6.2.3 Use of access to information legislation

Because the Wagg application process does not appear to be widespread across the country, litigants in many jurisdictions rely upon applications for information through the relevant access to information legislation. For example, in Alberta the Freedom of Information and Protection of Privacy ActFootnote 302 contains a section that allows a public body (which would include Crown prosecutors) to disclose personal information under the following relevant circumstances:

40(1) A public body may disclose personal information only
(v) for use in a proceeding before a court or quasi-judicial body to which the Government of Alberta or a public body is a party,

(ee) if the head of the public body believes, on reasonable grounds, that the disclosure will avert or minimize an imminent danger to the health or safety of any person,

(gg) to a law enforcement agency, an organization providing services to a minor, another public body or any prescribed person or body if the information is in respect of a minor or a parent or guardian of a minor and the head of the public body believes, on reasonable grounds, that the disclosure is in the best interests of that minor.

For more information on privacy legislation and the exchange of information, see Chapter 7.

6.2.4 Ontario protocols

As indicated by Justice Rosenburg and by the Uniform Prosecution Records Act, the Wagg decision does not preclude the Crown or relevant police forces from choosing to release their own materials. According to Helen Murphy of the Catholic Children’s Aid Society of Toronto, resistance to information sharing in these circumstances can often be resolved through discussions between the counsel for child protection and counsel for the Crown, provided that a Crown is assigned to the criminal matter at an early stage of the proceedings.Footnote 303 Taking this arrangement one step further, a protocol has recently been implemented in Ontario to facilitate the release of information directly between police services and a CAS, without the need for the involvement of the Ministry of the Attorney General. According to the protocol, the CAS files a Wagg motion with the court and serves the police, who respond with a template order for the court. The protocol specifies that when there are no outstanding charges or ongoing proceedings, the police force is empowered to release the police-generated information in its possession, subject to a number of considerations including statutory protections, public interest immunity and/or privileges and third party privacy. Information is provided which covers the essential substance needed to inform the applicant of the child welfare concerns (i.e. synopses, statements, police officer notes, forensic reports). The recipient must also agree not to use the information outside of the child protection proceeding for which it is being sought.

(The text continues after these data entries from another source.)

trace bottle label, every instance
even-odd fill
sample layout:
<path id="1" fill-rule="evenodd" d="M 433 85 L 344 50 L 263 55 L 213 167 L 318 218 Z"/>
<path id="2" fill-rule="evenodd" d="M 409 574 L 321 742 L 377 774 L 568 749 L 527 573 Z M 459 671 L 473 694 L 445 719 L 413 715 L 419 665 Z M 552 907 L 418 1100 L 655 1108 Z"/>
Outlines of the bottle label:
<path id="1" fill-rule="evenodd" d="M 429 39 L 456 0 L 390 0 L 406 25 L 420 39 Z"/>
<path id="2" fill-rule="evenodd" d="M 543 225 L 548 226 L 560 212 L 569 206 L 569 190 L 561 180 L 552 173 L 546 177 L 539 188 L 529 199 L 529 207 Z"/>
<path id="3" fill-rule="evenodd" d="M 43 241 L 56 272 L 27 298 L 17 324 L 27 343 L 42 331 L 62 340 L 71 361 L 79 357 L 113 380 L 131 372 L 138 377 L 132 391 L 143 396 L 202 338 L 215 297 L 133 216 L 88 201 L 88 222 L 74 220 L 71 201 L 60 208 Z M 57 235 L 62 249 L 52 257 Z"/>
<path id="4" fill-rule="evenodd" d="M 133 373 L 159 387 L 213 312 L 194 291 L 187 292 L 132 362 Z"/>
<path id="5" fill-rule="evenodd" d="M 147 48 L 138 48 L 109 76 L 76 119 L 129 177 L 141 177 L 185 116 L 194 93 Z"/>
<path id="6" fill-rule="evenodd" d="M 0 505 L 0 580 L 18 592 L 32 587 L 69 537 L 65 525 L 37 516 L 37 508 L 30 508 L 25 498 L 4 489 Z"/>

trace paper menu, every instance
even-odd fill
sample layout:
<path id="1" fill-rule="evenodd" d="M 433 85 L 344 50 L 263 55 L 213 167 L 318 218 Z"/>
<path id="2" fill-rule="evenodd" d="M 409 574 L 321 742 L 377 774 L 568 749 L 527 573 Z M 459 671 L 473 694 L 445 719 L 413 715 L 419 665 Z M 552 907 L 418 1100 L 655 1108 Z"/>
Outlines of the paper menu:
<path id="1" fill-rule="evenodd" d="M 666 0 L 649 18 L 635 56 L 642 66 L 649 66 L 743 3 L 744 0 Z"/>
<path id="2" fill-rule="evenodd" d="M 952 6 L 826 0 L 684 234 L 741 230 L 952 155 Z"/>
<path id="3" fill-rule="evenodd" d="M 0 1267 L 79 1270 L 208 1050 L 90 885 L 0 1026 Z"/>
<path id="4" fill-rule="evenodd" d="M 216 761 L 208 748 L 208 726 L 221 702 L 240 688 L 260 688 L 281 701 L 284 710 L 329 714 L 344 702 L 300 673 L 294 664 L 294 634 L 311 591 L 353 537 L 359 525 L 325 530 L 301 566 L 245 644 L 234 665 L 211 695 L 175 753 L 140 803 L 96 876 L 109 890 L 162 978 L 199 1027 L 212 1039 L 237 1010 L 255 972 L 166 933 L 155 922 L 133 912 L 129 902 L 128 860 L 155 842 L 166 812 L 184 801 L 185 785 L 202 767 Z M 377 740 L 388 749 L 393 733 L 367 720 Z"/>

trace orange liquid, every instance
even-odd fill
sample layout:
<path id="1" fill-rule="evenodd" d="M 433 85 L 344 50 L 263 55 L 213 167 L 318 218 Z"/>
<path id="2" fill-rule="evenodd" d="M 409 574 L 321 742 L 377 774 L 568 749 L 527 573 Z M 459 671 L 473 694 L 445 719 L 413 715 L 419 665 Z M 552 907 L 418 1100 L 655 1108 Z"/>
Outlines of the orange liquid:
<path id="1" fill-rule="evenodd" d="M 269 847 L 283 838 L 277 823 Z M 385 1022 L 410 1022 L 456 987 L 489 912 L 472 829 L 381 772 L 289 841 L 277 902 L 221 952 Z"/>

While third parties have an interest in protecting their privacy in these matters, it would be extremely time intensive if not impossible to try to contact them all to obtain their consent to disclosure. Therefore, the Attorney General and police have tried to assess the appropriate balance between relevancy and privacy when it comes to third parties whose information is being sought through a Wagg motion. Routine redactions include addresses, personal information, driver’s licence and health care numbers, unrelated criminal records, psychiatric records, medical history, journals, autopsy photos and statute-based exclusions (such as DNA information, wiretap materials, youth records and information obtained via a search warrant under the Criminal Code).

According to the Ontario Ministry of the Attorney General, the template order has been a success; the demand to the AG’s office has dropped considerably and there has not been one litigated case since the template order came into use. Nonetheless, the Ministry of the Attorney General’s office continues to handle about five hundred disclosure requests per year and, given how context-sensitive these requests can be, there remain opportunities for creativity and compromise in crafting the release order. A very similar template order is currently being introduced for use by the Ontario Office of the Children’s lawyer.